Following a commemorative march in the Dominican Republic, social organizations are calling for a governmental truth commission to compile the country's thousands of victims of forced disappearances.
The Memorial Museum of the Dominican Resistance organized a march to honor the memory of over 20,000 Dominicans who are said to have been forcibly disappeared during both Rafael Trujillo's dictatorship and the administration of Joaquin Balaguer.
The march took place Saturday afternoon in the Parque Colon and was led by Luisa de Pena Diaz, director general for the MMRD.
“The disappeared is a perpetual crime, and the memory is the way to counter those who tried to erase the existence of thousands of people in the Dominican Republic and hundreds of thousands in the world,” de Pena Diaz told the demonstrators, who this year have taken their mission a step further, demanding the government account for the host of missing family members and create a truth commission.

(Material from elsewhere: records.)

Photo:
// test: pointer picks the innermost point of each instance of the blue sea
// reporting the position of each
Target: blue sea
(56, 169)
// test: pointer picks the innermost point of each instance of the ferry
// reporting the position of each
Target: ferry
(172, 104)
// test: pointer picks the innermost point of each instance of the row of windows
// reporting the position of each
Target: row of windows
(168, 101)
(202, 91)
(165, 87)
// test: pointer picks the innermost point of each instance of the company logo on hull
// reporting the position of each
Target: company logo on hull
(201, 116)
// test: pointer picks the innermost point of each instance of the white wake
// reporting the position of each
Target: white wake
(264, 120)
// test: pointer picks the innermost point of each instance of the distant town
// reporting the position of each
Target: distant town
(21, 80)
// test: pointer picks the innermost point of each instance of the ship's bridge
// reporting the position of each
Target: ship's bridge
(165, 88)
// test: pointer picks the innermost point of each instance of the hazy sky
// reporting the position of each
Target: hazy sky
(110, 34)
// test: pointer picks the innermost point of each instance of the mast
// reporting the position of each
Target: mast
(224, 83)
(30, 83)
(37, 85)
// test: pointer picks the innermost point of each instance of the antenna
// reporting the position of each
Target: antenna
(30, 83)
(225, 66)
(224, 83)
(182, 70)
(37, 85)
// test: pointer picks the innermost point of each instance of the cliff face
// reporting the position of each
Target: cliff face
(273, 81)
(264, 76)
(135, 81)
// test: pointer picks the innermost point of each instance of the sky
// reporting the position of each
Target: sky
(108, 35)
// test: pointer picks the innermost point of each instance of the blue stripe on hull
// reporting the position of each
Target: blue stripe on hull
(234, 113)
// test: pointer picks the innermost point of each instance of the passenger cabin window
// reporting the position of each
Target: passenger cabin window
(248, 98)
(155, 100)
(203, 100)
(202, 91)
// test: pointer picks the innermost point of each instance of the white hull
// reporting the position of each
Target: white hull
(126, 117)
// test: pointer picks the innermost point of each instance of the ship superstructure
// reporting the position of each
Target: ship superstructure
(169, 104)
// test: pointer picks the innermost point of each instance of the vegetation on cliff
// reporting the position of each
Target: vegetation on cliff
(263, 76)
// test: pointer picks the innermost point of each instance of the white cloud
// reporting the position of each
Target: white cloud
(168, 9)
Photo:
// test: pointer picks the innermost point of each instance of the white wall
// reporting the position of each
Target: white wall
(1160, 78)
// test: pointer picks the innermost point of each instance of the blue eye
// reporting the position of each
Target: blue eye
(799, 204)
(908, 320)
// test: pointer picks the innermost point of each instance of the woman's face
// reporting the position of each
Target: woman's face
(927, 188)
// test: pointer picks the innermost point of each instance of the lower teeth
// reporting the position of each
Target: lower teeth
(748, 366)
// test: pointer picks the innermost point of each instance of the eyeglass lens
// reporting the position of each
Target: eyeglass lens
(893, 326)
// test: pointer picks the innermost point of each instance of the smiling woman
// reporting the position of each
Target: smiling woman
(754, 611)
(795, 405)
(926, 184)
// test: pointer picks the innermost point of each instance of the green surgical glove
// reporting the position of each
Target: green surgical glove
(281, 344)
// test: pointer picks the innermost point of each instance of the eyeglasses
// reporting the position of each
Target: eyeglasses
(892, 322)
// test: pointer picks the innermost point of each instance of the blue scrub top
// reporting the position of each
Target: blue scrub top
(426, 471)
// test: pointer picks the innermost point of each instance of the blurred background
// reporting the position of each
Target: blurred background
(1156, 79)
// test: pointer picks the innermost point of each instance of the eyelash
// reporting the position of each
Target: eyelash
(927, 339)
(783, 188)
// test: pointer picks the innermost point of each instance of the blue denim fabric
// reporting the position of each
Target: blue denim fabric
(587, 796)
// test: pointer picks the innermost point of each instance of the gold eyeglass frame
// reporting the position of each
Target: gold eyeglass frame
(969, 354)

“We demand a real and official listing of people who were victims of state terrorism in the 20th century,” the director general said.
"All of us here were born or grew up in dictatorships. We have to learn from that past to build a more just society for the future," she said adding that it has taught them to “fight the impunity of the past.”
The event took place ahead of the International Day of Victims of Forced Disappearances on Aug. 30, which was first initiated by the United Nations in 2010 after requests were made by the Latin American Federation of Relatives of the Detained-Disappeared.
The Dominican Republic’s forced disappearances happened between the years 1930-1960 and 1966-1978.